Hique e Nico interpretam Kraunus Sang e o Maestro Pletskaya, respectivamente. A dupla de músicos, vindos da Sbørnia, fugiu de sua terra natal quando o rock n’ roll chegou ao país. Então, refugiaram-se no Rio Grande do Sul. Com esse enredo, os personagens contavam sua história em um espetáculo que unia atuação, comédia e muito improviso com uma quebra de quarta parede que chegava aos limites, com o show continuando fora do teatro quando a apresentação parecia ter chegado ao fim.A parte musical tinha Hique cantando e tocando violino, enquanto Nico, que também cantava, tocava sanfona e piano.
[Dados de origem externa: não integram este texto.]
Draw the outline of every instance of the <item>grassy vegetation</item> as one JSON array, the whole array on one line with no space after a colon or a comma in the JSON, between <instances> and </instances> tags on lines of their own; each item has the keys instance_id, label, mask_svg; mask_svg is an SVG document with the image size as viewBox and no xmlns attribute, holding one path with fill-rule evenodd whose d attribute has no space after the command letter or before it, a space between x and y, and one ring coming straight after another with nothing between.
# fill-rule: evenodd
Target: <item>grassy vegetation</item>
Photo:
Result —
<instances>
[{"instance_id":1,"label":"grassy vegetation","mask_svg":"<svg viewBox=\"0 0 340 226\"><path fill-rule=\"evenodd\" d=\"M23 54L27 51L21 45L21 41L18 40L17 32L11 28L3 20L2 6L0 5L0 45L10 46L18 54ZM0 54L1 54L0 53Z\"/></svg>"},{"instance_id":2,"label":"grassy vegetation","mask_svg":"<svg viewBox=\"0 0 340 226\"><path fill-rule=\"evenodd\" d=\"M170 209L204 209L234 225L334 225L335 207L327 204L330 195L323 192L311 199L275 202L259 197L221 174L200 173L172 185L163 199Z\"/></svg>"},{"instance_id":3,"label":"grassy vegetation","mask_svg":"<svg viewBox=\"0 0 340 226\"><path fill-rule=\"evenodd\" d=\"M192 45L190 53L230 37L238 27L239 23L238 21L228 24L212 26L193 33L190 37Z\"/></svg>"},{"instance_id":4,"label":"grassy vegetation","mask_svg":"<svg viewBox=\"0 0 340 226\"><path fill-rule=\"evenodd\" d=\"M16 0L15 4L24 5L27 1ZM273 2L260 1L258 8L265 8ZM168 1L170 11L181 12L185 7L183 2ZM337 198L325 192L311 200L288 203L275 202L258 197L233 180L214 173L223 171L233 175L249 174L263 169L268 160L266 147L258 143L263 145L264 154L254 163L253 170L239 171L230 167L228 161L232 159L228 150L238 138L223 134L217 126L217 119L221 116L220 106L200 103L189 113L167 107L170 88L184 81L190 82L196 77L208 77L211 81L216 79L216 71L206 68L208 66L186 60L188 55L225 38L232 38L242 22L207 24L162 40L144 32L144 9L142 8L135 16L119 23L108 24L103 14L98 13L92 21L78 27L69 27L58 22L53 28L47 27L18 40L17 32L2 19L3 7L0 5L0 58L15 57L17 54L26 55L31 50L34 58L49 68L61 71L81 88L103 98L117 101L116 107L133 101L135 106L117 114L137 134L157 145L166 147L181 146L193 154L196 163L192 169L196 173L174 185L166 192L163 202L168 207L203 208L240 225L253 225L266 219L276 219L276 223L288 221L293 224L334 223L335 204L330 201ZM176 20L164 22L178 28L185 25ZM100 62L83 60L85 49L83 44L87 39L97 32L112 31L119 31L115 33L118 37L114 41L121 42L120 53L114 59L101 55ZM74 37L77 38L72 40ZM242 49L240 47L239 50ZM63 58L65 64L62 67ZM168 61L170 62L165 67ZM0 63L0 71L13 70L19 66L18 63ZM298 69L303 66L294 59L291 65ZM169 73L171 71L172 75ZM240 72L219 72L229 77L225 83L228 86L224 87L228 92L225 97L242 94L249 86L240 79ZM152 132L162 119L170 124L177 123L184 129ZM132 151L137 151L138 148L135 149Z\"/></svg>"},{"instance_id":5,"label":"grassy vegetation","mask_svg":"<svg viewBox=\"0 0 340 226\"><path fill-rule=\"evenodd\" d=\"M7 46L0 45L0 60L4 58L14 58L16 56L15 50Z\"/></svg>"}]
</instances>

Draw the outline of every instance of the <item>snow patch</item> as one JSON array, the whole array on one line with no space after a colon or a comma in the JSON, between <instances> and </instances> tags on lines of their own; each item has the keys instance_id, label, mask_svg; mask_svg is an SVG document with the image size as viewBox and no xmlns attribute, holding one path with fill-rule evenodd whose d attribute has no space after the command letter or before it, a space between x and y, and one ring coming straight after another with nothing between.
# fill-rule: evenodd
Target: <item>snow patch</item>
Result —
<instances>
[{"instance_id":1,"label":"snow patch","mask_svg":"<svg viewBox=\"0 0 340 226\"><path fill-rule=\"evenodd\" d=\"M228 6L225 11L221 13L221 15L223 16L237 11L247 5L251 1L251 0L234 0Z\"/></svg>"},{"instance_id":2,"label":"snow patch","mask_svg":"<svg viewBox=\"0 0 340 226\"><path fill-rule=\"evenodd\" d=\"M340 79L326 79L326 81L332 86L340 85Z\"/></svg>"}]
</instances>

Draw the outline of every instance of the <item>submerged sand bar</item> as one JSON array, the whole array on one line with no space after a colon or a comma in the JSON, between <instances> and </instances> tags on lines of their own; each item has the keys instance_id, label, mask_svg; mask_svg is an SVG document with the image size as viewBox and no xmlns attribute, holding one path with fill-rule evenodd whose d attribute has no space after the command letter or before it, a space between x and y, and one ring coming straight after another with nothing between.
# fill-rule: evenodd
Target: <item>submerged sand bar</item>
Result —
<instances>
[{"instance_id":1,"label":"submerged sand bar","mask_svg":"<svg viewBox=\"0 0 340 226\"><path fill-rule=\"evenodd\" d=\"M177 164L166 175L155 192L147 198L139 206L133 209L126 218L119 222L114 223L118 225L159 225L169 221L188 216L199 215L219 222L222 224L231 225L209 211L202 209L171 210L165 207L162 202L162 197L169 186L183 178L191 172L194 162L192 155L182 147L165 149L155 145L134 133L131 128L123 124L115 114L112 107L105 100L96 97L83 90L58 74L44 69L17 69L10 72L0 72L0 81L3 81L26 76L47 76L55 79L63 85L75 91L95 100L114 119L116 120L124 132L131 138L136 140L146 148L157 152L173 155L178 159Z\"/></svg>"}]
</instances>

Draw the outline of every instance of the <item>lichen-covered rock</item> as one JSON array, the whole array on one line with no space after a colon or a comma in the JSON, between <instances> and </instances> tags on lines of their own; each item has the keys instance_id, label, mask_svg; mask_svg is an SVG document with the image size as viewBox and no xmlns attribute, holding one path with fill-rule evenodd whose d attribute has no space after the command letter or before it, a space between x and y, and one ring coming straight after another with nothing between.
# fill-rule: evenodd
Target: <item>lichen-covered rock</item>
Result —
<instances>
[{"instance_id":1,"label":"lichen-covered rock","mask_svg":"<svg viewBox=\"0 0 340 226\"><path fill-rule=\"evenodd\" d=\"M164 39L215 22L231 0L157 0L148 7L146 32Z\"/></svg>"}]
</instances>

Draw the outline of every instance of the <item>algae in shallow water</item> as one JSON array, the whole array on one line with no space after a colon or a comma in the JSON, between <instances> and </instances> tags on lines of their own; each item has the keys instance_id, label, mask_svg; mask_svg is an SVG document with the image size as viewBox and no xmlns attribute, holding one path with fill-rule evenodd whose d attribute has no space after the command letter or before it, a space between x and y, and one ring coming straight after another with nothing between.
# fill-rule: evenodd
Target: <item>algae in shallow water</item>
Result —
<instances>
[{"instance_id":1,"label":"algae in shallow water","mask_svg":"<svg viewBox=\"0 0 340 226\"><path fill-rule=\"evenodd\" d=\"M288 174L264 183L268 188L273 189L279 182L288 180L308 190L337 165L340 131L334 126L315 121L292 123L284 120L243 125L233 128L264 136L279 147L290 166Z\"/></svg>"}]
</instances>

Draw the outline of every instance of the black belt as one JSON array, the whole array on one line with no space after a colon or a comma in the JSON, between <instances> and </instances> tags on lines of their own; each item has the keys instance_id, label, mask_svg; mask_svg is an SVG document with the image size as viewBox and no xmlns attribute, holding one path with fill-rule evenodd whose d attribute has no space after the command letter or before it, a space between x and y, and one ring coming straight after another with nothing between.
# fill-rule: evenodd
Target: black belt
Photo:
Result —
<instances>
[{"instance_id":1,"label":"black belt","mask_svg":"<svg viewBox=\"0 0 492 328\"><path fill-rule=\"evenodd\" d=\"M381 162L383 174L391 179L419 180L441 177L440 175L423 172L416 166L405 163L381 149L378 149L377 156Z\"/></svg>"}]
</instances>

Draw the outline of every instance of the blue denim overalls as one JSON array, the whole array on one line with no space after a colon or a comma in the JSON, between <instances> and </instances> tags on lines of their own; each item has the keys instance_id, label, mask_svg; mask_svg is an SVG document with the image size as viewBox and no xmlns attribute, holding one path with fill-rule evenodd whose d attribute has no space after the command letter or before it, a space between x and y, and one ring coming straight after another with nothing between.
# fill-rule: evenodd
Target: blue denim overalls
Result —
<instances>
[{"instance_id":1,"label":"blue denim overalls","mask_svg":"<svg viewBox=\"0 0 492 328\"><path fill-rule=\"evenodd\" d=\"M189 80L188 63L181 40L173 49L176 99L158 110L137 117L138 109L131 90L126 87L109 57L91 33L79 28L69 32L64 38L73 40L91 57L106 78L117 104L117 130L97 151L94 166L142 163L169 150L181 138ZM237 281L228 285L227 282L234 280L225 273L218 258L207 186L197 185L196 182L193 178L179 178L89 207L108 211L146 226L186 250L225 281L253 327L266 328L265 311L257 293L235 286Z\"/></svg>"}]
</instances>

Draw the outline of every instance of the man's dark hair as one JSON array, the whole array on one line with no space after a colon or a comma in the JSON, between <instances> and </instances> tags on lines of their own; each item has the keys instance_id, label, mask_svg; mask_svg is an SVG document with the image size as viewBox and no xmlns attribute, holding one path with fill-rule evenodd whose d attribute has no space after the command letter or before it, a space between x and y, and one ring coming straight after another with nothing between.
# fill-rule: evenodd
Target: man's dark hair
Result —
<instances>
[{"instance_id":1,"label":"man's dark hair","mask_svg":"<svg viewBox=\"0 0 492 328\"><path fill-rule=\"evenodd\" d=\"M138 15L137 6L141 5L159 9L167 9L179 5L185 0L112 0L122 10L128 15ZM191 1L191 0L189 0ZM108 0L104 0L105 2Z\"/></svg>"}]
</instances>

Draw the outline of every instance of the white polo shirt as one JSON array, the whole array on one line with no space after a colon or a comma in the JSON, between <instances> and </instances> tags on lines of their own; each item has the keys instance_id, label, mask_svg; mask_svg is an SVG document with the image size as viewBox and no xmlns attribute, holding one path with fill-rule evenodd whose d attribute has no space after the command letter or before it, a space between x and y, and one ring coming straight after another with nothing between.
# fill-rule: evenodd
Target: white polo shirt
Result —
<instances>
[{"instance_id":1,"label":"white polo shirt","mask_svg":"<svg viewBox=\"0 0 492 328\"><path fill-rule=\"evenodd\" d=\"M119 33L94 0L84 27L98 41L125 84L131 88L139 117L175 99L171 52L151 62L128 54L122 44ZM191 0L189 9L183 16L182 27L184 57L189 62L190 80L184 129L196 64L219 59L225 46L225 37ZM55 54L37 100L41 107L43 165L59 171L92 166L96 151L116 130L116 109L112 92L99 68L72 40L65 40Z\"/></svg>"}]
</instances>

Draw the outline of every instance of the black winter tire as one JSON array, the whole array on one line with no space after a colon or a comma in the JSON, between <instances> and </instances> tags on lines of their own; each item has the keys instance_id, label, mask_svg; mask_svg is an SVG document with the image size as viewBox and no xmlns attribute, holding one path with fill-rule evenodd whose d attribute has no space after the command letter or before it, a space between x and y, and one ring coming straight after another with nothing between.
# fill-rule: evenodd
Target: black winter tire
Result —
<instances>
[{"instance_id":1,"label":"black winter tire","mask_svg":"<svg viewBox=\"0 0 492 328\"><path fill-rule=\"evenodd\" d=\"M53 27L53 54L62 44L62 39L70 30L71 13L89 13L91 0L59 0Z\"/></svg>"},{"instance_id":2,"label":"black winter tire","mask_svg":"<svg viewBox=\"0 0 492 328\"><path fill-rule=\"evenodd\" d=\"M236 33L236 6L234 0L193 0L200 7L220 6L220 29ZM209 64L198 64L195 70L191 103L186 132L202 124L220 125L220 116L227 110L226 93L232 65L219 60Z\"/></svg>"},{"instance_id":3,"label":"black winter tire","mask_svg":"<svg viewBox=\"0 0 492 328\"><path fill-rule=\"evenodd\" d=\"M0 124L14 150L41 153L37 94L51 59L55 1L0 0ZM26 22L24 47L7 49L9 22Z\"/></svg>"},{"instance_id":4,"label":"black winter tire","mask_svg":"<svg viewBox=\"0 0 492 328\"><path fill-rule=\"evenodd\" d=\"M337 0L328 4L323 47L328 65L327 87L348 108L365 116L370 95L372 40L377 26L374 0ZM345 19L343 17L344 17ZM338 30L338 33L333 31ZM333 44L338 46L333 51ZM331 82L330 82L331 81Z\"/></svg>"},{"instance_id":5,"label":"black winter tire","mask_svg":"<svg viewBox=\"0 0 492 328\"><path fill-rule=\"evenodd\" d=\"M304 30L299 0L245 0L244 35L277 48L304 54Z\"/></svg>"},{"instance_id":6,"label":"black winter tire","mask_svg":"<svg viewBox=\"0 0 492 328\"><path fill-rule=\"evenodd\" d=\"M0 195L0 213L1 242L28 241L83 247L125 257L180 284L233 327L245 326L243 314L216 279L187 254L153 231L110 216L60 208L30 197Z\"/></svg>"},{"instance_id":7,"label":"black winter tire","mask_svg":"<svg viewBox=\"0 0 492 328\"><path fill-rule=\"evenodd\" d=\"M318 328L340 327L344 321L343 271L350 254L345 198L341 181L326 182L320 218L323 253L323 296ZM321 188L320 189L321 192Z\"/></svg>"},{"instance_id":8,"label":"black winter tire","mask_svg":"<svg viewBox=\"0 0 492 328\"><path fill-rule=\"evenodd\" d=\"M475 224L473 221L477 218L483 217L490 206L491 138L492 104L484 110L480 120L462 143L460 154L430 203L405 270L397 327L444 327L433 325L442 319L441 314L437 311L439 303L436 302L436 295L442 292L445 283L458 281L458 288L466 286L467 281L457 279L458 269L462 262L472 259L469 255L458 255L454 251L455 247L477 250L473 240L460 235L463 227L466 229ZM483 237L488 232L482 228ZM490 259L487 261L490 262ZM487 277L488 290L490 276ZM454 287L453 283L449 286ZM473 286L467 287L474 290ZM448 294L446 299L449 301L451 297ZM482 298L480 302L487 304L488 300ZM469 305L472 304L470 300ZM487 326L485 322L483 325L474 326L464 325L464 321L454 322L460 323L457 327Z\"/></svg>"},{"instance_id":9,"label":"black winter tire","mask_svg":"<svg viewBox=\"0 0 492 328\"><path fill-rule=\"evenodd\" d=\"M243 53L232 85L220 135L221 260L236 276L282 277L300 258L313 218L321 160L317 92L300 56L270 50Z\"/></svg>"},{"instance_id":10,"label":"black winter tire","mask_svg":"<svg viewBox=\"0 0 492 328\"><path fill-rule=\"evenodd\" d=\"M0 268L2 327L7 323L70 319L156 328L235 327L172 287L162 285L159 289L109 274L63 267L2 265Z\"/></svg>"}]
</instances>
Daí vinham canções autorais sobre a Sbørnia e outras músicas de artistas como Titãs, Os Paralamas do Sucesso, entre outros, incluindo até uma versão em inglês de Trem das Onze, de Adoniran Barbosa.
O documentário tem uma montagem impressionante. Pela grande quantidade de entrevistados, o trabalho que foi feito na edição, de conseguir costurar a história de forma linear e envolvente, merece ser aplaudido em pé. Em meio às entrevistas, trechos de um show gravado em 1997 ilustram o que vem sendo narrado. Também há cenas de esquetes interpretadas por Nico e Hique.
“Tangos e Tragédias para sempre”, mais um dos documentários exibidos no In Edit Brasil, traz uma divertida e emocionante história de um espetáculo que marcou a história cultural do Rio Grande do Sul subvertendo conceitos e trazendo novidade para a arte.